As to his own theory--a couple of people have pointed out that his argument resembles Michael Perelman's, but as I recall from The End of Economics, there's a distinction between the pathology of competitive markets, which is Perelman's focus, and excess capacity, which is Brenner's. Actually there's a well-established argument that a certain degree of monopoly is essential for profitability, investment, and innovation--a line of reasoning that might lead to the conclusion that the way to renewed profitability is increased concentration on a global scale, through mechanisms like the Daimler-Chrysler merger, the fire-sale of East Asian industrial capacity to Western firms, etc. Oddly, Brenner doesn't engage this line of argument at all, maybe because he's working at a level of aggregation where industries let alone firms basically don't appear.

More importantly, his argument seems to be fatally undermined by its surreptitious dependence on the position he claims to refute. As far as I can tell, excess capacity is synonymous with insufficient demand, so why couldn't a crisis of the sort Brenner describes be solved through Keynesian demand-enhancing strategies? Brenner's answer, that this would only keep inefficient producers in business and thereby prolong the crisis, seems incoherent: if there were sufficient demand for the products of the world's industries, there'd be no need to eliminate the inefficient producers in the first place. Isn't it much more convincing--and more respectful of the real historical context--to suggest that governments didn't pursue demand-enhancing policies because of the fear that those policies would further strengthen the working class? Brenner himself gives support to this view when he points out that full-bore Keynesianism was attempted only in the US in the 80s, that is, only where, and once, the power of labor had been decisively broken. But of course if you accept that there has been a crisis of overproduction only because governments haven't adopted demand-enhancing policies, and that this in turn is because of the power those policies would give the working class, then Brenner's story turns out to be the old wage-squeeze account in disguise. So why all the heavy breathing about "competition"?

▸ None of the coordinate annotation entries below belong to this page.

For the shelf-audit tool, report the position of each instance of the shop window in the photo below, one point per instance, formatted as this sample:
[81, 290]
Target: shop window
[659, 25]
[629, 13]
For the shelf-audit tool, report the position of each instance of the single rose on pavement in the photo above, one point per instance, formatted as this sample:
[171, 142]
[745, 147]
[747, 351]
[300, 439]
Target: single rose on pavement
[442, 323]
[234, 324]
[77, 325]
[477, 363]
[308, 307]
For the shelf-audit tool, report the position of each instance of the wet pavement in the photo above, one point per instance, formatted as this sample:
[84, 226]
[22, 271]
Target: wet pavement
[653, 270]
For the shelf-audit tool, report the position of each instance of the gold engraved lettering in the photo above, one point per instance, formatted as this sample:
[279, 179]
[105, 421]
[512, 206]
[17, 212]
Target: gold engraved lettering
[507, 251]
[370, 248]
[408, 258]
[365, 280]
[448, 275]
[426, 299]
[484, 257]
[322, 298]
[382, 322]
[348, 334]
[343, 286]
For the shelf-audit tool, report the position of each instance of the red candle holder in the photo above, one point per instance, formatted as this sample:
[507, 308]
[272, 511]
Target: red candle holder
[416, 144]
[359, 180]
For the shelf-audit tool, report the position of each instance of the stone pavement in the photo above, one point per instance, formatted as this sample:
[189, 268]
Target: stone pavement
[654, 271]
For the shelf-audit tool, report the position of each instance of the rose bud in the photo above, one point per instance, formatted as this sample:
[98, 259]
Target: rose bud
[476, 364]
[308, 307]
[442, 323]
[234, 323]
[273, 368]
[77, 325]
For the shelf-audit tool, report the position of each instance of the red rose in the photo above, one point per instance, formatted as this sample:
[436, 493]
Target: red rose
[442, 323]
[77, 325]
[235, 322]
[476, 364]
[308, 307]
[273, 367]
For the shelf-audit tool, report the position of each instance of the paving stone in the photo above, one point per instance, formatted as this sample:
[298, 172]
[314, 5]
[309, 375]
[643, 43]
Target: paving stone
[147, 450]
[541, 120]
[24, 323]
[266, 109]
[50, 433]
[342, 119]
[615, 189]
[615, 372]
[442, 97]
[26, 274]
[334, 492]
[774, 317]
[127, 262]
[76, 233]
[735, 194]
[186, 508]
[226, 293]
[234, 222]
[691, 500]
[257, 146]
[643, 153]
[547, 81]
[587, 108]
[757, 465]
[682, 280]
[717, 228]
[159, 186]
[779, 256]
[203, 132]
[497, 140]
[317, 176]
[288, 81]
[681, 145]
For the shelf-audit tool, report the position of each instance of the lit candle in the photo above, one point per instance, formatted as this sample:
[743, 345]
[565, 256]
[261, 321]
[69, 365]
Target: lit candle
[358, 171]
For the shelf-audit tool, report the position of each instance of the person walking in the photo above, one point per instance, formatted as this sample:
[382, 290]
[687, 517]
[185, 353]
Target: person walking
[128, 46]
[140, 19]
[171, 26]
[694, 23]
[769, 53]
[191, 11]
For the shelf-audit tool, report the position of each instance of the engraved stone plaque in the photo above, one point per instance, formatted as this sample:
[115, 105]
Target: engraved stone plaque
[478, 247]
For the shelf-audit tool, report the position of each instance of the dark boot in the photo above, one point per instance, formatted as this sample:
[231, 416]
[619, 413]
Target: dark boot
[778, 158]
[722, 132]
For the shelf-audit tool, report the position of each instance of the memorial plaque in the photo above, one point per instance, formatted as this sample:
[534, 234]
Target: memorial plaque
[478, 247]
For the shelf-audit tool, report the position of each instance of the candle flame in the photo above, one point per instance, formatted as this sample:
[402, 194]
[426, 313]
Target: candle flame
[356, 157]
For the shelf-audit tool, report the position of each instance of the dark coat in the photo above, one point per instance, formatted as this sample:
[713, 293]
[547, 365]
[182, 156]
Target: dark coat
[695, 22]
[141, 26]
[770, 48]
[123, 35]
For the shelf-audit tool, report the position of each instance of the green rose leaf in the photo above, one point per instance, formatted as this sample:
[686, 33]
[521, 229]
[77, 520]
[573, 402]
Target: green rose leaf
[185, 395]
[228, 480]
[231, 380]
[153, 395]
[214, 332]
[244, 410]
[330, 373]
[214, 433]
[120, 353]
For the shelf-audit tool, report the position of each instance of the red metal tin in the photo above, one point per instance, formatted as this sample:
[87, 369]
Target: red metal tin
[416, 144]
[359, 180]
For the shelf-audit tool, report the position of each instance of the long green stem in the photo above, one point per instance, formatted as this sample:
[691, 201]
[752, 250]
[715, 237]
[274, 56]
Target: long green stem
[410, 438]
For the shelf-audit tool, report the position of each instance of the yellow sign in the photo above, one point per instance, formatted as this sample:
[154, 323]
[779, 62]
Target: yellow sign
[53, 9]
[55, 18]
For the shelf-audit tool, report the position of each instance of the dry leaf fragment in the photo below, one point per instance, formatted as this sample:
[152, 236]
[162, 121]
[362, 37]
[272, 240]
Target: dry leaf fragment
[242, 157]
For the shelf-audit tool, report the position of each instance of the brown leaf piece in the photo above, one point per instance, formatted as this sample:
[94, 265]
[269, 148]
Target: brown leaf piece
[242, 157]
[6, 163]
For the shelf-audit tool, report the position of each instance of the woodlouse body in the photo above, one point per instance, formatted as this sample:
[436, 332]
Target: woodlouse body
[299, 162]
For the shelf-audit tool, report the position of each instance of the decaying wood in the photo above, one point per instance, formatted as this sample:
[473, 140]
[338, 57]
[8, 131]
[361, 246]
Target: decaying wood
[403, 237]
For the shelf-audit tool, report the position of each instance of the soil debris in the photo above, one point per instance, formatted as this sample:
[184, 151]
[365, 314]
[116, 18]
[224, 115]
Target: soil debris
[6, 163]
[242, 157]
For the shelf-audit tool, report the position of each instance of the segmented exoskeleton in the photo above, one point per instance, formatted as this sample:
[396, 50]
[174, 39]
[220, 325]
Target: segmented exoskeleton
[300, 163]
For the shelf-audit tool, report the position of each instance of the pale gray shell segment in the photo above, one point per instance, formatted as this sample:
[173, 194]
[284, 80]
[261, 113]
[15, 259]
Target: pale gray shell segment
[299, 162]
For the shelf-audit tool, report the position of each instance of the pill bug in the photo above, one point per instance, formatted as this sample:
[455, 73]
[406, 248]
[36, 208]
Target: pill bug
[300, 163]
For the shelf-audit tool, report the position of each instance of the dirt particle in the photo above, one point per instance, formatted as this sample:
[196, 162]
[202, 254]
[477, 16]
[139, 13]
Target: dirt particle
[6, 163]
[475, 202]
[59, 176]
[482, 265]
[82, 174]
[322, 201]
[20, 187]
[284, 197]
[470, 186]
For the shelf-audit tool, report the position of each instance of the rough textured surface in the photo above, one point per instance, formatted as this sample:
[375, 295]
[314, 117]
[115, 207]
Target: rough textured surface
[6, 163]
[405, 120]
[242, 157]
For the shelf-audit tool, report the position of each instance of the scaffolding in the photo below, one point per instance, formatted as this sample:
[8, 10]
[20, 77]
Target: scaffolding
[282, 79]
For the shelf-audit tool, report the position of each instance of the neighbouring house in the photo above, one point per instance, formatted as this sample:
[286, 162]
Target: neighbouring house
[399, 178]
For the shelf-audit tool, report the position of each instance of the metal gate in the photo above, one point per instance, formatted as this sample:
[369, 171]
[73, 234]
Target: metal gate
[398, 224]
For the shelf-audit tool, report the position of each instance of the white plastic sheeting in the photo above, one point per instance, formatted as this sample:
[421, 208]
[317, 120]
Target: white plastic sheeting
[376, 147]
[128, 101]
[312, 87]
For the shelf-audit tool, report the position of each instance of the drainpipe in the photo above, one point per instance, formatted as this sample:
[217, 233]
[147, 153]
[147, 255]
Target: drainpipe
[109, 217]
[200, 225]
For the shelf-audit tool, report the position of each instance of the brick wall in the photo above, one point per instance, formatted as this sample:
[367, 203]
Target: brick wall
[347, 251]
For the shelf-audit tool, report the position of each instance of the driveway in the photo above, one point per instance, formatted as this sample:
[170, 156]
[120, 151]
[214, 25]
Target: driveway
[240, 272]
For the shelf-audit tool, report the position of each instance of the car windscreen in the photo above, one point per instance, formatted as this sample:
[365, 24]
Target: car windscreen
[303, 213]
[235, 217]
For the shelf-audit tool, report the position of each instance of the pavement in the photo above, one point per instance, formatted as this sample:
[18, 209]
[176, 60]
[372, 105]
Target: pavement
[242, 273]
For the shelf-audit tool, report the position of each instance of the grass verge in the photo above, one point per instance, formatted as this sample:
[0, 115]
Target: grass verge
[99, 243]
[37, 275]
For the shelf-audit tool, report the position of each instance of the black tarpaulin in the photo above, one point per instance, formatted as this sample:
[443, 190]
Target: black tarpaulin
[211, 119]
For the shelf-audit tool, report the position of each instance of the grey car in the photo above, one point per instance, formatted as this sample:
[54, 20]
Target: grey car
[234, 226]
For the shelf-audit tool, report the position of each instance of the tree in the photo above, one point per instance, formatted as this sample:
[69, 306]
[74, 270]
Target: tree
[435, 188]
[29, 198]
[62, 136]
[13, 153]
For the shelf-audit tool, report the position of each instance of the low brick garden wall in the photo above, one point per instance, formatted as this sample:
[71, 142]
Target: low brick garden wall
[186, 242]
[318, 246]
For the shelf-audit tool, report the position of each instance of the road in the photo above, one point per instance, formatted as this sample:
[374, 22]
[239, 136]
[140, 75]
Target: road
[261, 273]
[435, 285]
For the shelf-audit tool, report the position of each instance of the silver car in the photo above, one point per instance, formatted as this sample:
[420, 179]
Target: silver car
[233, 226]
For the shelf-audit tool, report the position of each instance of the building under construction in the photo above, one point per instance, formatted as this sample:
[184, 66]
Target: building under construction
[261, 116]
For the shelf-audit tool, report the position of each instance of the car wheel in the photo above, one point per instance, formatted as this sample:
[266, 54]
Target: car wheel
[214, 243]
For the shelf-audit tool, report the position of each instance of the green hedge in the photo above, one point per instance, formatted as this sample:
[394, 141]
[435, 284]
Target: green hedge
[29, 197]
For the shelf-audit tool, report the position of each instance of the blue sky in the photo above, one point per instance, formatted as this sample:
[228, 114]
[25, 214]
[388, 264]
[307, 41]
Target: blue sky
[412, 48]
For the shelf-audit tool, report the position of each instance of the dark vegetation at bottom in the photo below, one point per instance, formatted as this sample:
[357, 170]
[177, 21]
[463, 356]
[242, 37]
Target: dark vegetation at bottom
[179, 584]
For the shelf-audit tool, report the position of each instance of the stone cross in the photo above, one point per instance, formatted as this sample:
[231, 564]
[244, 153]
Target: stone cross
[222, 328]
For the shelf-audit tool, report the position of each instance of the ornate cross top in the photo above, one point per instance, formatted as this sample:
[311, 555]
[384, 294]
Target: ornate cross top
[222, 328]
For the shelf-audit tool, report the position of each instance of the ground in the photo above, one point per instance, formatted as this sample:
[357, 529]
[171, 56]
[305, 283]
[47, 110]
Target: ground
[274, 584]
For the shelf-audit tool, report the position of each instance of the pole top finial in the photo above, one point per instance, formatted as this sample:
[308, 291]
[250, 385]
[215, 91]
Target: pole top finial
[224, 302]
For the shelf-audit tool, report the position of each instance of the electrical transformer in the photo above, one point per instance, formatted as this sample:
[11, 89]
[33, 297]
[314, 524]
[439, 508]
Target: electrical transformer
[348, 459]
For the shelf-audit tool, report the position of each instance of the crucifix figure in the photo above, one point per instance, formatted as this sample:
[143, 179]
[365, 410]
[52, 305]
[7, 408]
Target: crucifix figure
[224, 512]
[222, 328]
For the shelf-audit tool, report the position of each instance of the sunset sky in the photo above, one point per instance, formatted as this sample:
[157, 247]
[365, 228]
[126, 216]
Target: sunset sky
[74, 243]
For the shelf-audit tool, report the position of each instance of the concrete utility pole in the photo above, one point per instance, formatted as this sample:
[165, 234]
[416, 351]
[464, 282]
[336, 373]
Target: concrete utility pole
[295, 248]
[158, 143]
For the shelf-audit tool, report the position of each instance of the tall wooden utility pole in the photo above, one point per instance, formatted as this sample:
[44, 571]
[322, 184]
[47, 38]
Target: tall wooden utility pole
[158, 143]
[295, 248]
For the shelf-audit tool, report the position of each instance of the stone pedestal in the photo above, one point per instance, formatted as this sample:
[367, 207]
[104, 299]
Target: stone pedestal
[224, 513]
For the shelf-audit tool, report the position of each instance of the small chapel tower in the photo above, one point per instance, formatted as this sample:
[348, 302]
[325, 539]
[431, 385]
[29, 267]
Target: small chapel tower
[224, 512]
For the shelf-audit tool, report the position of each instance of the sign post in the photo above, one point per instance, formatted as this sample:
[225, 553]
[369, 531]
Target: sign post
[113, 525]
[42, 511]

I think a lot of the essay's weaknesses stem from Brenner's rather shocking disinterest in any theorist besides himself--did anyone else notice that he manages his entire discussion of the Asian crisis with not a single citation from anywhere except the Financial Times, The Economist, Business Week and the New York Times? (I guess no one on the left, or in Asia, has had anything to say about it.) But clearly the root of the problem is his determination to excise class struggle from history. What I can't understand is, why have so many people who I know don't want any part of that project been cutting him so much slack?

Any thoughts on any of the above? I know there was a discussion here when the thing first came out--Rakesh had some very interesting comments--but I'd be anxious to hear from more people, now that there's maybe been more time for digestion.